Power Laws, Weblogs, and Your Given Name
gummint writes "After contemplating the blogsphere and pondering whether "diversity plus freedom of choice creates inequality", consider an old-media domain name: the one your parents gave you. How did they choose it? How many other persons have the same one? Get some facts, or a lot of facts. Or just comment anyway. The good news is that the extent of inequality can change massively over time: the popularity of the most popular given names has decreased dramatically since the Industrial Revolution."
Don't you hate when there's several people with the same name as yours? I know more than 10 different "Miguel Farah" besides myself, and that's only within my family.
That's why most spanish-speaking countries keep using the two names + two surnames (the father's and the mother's) method for the full name of a person. That way, my full name is "Miguel Braxton Farah Fugate", which decreases dramatically the probabilty of a name collision (even more for people with relatively uncommon surnames, like myself).
This practice was started somewhere in the Middle ages, and while it's not as good as a unique number or ID, the cases of people with two identical full names are very rare.
"Trust me - I know what I'm doing."
- Sledge Hammer
- 1940s not even in the top 1000
- 1950s #622
- 1960s #242
- 1970s #26
- 1980s #14
- 1990s #15
and that's about where Ryan has been stuck now for 10 years, floating between #17 and #12.I was born in 1974. I wonder what happened in the 1950s - 1960s that caused such an upswing? I can't think of any popular celebrities named Ryan from that era. Any insights?
Ryan T. Sammartino
"Ancora imparo"
Favorite stat from 10 seconds of perusal:
Popularity of the name Trinity:
Year of birth Rank
2001 67
2000 74
1999 216
1998 555
1997 547
1996 687
1995 683
1994 821
1993 951
Curious, isn't it. Something seems to have caused a sudden jump in popularity in the middle of 1999!
While i really enjoyed the matrix, i can't say that it ever occured to me that it would cause a sudden spike in people naming their daughters trinity.
Christopher Jason Smith
When I had shoulder surgery in 1993, there was another Christopher J Smith there for the same basic operation, on the other shoulder. Of course the anesthesiologist switched the files! Basic idea was to put meds in one arm, operate on the other. He was rather offended when I yanked the I.V. out of my arm while asking "what are the first 3 numbers of the SSN on that chart?" Ten minutes later, after some ID checking and whatnot, I was on my way to dreamland.
My own family didn't have last names until after the First World War and the loss land and power after that war. We were identified by our membership in particular Royal houses. We were addressed as Emperor, or King, or Duke, or Prince with the appropriate titles that went with it.
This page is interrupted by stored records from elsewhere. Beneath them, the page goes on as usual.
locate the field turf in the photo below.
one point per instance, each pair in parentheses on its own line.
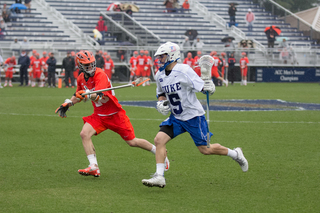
(40,154)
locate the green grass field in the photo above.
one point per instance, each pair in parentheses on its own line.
(40,154)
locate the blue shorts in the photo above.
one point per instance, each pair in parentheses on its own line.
(196,127)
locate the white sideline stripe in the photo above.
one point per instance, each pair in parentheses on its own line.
(211,121)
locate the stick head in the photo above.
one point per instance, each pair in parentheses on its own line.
(140,81)
(205,63)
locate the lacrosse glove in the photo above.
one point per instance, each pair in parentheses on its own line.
(209,87)
(163,107)
(64,108)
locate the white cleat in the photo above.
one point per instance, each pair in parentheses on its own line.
(156,180)
(167,164)
(241,160)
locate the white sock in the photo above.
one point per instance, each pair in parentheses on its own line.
(160,168)
(92,159)
(153,150)
(233,154)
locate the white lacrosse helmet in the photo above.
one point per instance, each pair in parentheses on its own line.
(173,52)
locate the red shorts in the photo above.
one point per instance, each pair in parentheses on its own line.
(119,123)
(244,71)
(9,74)
(214,73)
(37,74)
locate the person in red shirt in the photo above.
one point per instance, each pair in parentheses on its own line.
(189,60)
(244,61)
(34,52)
(196,63)
(44,74)
(224,63)
(214,69)
(36,65)
(141,64)
(9,69)
(109,67)
(102,27)
(148,66)
(133,65)
(107,112)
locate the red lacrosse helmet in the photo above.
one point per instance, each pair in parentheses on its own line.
(213,53)
(86,62)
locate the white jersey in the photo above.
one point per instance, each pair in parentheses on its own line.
(180,88)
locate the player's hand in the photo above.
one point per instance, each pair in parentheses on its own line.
(80,95)
(163,107)
(209,87)
(64,108)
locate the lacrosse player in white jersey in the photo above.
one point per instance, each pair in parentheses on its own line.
(177,85)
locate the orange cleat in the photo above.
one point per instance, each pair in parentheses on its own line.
(91,170)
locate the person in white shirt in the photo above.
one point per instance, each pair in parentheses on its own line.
(177,85)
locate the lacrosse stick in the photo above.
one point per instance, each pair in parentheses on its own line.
(206,63)
(136,83)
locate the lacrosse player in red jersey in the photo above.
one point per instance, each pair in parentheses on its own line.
(196,63)
(107,114)
(244,61)
(177,85)
(133,65)
(9,65)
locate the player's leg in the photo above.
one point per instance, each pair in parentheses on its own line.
(86,134)
(158,179)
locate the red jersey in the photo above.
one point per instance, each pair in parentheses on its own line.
(36,65)
(10,64)
(197,68)
(243,62)
(44,62)
(188,61)
(108,66)
(133,62)
(142,61)
(109,104)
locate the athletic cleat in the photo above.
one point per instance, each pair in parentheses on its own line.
(241,160)
(156,180)
(167,164)
(91,170)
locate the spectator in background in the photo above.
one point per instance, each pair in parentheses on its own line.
(109,67)
(68,66)
(24,62)
(250,19)
(15,45)
(3,26)
(99,60)
(186,5)
(28,5)
(9,69)
(51,70)
(230,47)
(231,68)
(129,11)
(102,28)
(25,44)
(169,6)
(198,45)
(232,14)
(5,12)
(1,63)
(271,36)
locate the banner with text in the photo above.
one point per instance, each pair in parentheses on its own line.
(284,74)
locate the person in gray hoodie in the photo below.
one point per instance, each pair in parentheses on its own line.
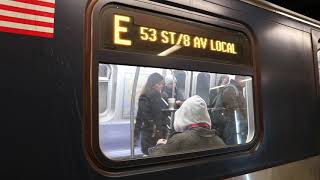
(193,126)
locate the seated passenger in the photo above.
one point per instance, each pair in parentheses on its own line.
(171,87)
(193,125)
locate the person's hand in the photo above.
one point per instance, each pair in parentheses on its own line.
(162,141)
(179,103)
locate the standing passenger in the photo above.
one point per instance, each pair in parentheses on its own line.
(149,120)
(170,86)
(193,124)
(230,115)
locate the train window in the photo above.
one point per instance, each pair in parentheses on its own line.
(153,115)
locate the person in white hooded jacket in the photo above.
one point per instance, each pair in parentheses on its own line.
(193,126)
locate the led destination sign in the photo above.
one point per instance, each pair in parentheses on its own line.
(138,31)
(169,37)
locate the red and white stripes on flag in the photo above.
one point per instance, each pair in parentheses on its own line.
(28,17)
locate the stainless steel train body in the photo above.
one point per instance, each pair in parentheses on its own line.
(52,116)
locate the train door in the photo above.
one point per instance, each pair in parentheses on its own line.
(316,51)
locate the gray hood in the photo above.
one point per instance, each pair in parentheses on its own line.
(192,111)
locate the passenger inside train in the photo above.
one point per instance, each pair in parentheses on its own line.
(194,131)
(136,112)
(171,91)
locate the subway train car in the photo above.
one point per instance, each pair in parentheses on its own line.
(92,89)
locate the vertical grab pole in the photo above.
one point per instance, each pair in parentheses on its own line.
(132,105)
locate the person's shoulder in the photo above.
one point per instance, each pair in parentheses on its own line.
(178,137)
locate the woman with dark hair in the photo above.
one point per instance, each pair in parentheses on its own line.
(150,119)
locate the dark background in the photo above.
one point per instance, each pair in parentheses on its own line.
(310,8)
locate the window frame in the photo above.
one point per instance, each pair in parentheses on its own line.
(121,58)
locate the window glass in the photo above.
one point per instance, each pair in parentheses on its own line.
(318,55)
(160,112)
(104,79)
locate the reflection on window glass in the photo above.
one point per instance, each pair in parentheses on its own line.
(160,112)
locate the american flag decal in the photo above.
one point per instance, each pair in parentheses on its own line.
(28,17)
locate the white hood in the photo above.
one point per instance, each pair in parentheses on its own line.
(192,111)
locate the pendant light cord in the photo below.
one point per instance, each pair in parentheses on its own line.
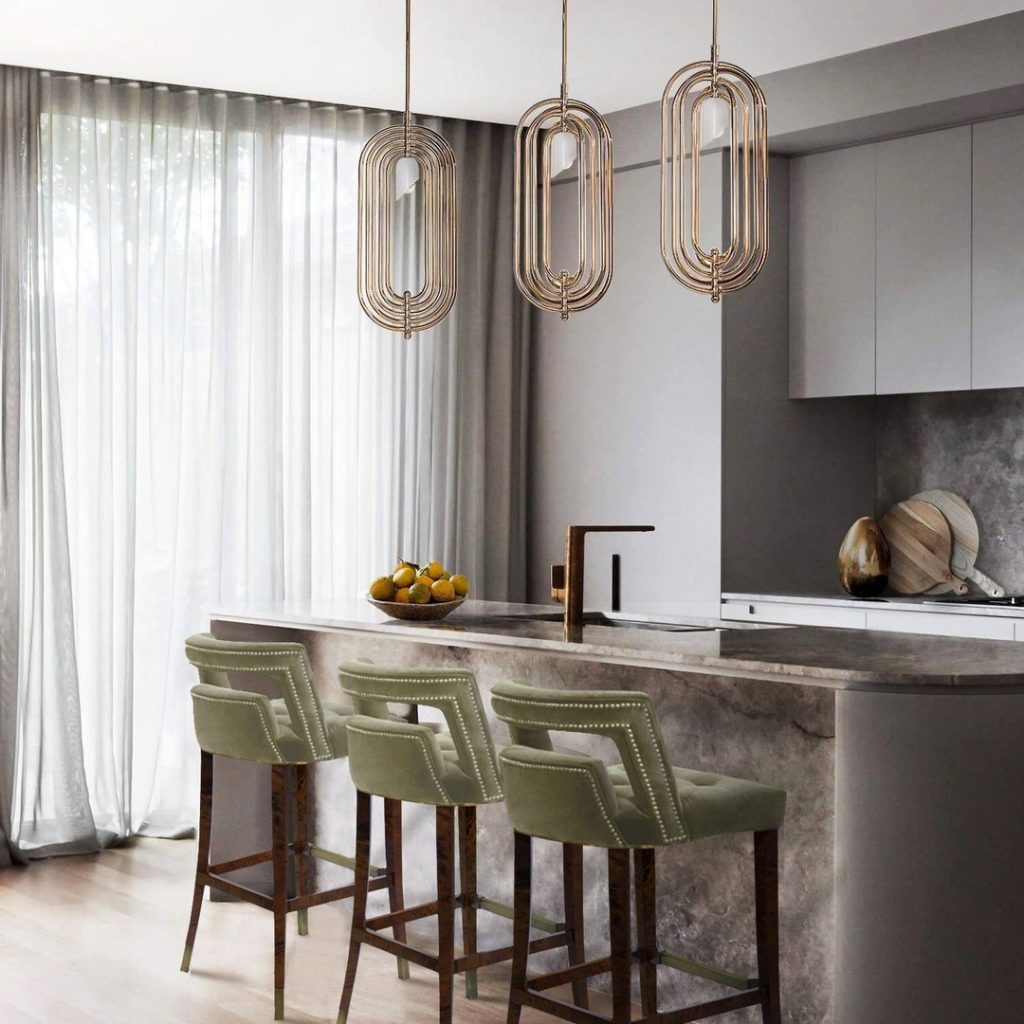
(409,62)
(565,59)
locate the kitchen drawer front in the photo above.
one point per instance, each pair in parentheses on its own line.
(938,624)
(794,614)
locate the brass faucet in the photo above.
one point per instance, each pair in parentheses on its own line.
(566,581)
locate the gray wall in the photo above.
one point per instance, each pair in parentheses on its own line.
(961,75)
(971,442)
(626,422)
(795,474)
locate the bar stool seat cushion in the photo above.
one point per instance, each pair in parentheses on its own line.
(711,805)
(335,715)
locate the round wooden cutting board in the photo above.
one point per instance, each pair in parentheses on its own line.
(964,526)
(920,548)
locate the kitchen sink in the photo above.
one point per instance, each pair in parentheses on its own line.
(612,620)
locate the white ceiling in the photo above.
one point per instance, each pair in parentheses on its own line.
(486,59)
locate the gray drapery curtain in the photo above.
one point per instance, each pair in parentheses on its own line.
(201,413)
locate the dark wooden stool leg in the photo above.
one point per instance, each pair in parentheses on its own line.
(467,883)
(392,863)
(643,864)
(445,911)
(620,933)
(522,869)
(203,856)
(302,865)
(572,896)
(363,818)
(279,812)
(766,897)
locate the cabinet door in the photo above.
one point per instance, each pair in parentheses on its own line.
(924,262)
(832,273)
(998,254)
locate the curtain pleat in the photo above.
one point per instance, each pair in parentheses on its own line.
(206,416)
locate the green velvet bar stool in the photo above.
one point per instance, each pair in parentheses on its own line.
(454,771)
(288,733)
(634,807)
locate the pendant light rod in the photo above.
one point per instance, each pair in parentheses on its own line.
(714,48)
(565,59)
(409,68)
(706,267)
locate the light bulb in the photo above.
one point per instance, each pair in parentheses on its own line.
(715,119)
(564,151)
(407,175)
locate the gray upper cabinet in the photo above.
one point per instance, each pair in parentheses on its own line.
(998,253)
(832,273)
(923,283)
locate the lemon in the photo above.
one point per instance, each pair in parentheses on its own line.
(382,589)
(406,577)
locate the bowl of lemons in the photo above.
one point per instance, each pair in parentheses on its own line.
(419,594)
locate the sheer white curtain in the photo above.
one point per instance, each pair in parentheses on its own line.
(232,426)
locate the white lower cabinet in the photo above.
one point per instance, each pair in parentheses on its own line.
(794,614)
(873,615)
(943,625)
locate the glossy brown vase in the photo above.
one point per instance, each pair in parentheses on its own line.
(863,559)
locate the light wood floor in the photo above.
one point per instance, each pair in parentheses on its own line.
(98,939)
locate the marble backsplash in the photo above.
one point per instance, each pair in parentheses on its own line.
(971,442)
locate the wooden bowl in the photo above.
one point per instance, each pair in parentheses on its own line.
(432,612)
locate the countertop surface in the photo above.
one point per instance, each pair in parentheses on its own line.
(863,659)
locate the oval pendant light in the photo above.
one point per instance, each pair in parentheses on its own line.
(704,102)
(551,136)
(394,162)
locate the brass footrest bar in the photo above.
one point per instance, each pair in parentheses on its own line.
(570,974)
(704,1010)
(566,1011)
(239,892)
(343,861)
(400,949)
(417,912)
(240,862)
(727,978)
(472,961)
(504,910)
(330,895)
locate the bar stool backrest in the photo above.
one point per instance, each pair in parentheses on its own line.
(565,782)
(242,723)
(408,761)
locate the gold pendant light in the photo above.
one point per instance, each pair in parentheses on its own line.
(691,94)
(382,303)
(545,131)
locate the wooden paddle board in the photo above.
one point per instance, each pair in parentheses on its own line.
(920,548)
(964,526)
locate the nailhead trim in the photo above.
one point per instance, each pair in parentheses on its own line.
(491,792)
(252,704)
(588,726)
(275,652)
(601,803)
(427,754)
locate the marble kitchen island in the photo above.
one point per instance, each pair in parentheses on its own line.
(902,885)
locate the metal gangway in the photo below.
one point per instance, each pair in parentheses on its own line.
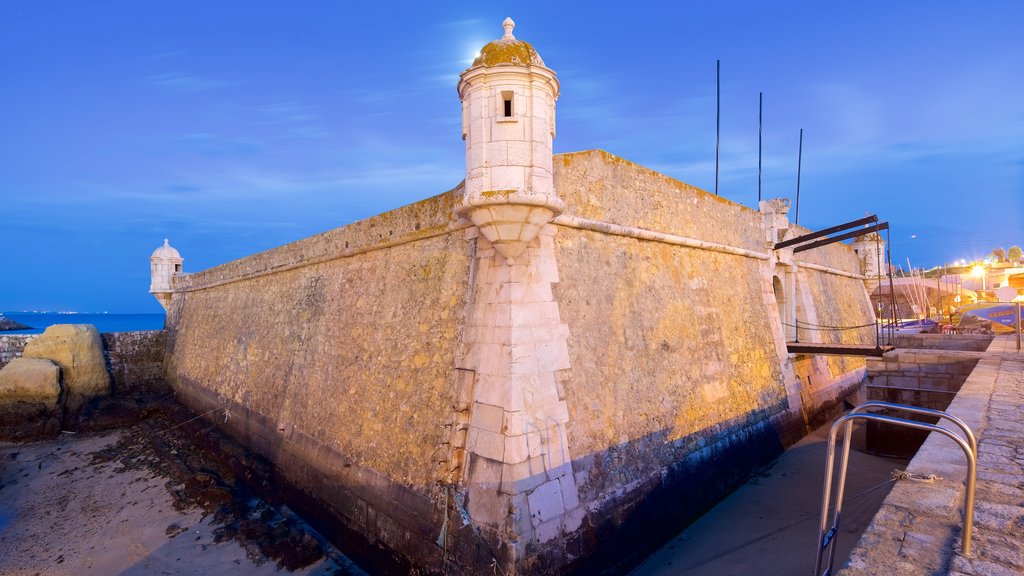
(968,443)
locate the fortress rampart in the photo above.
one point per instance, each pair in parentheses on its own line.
(608,383)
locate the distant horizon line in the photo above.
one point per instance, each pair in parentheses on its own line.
(74,313)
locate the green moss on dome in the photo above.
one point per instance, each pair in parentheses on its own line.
(508,51)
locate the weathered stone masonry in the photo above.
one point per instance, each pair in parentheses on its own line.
(551,367)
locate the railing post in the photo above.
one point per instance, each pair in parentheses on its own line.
(1018,326)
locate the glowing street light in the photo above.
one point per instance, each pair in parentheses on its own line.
(979,272)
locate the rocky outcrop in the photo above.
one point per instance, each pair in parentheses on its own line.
(8,324)
(78,350)
(30,398)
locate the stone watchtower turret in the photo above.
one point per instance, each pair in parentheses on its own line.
(870,248)
(164,262)
(508,122)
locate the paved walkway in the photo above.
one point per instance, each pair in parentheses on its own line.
(918,529)
(769,526)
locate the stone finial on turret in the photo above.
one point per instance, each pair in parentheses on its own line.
(164,263)
(508,110)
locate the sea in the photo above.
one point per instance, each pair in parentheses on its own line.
(103,322)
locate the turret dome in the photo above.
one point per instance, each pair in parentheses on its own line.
(165,251)
(508,50)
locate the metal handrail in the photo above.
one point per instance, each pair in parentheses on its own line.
(826,537)
(924,411)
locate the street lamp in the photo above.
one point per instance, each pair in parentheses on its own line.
(979,272)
With the First World War and beginning with the English Royal Family abandoning it's German roots by adopting the name of Windsor, they set the tone for the dismantling of the house system. My great-great-granduncle, German Kaiser Wilhelm II at the time of the English abandonment of their heritage, remarked that he always enjoyed the comic operetta "The Merry Wives of Saxe-Cobourg-Gotha," a reference to the British Royal family's true German name. Two of those house names are also part of my name.
My own grandfather, an Archduke in the Austrian Empire had to abandon his titles and adopted a name that was taken from the name of the his ancestral home in the south of Austria. He was later appraoched by Hitler to help with the union of Austria and Germany, but categorically refused him. After the anschlus in 1938 his vocal anti-Nazi stance got him into more trouble and his lands were seized.
This is all probably not very interesting, and I'll probably loose a few karma point by this post. But who cares? There is no such thing as Karma anyway.
Might work in some polynesian languages. You can go entire sentences in Samoan w/o using a single consonant (well... unless you count the glottal stop). O a'u ia (I am a fish). OK, that one may not come up often, but I seem to recall that the word for "learning" also has no consonants, so "I am learning" wouldn't have any.
And I've met Samoans whose names were entire sentences. Fa'alelalolagi (like that which is below the heavens, I think).
Libertarianism is rich wolves and poor sheep playing gambler's ruin for dinner.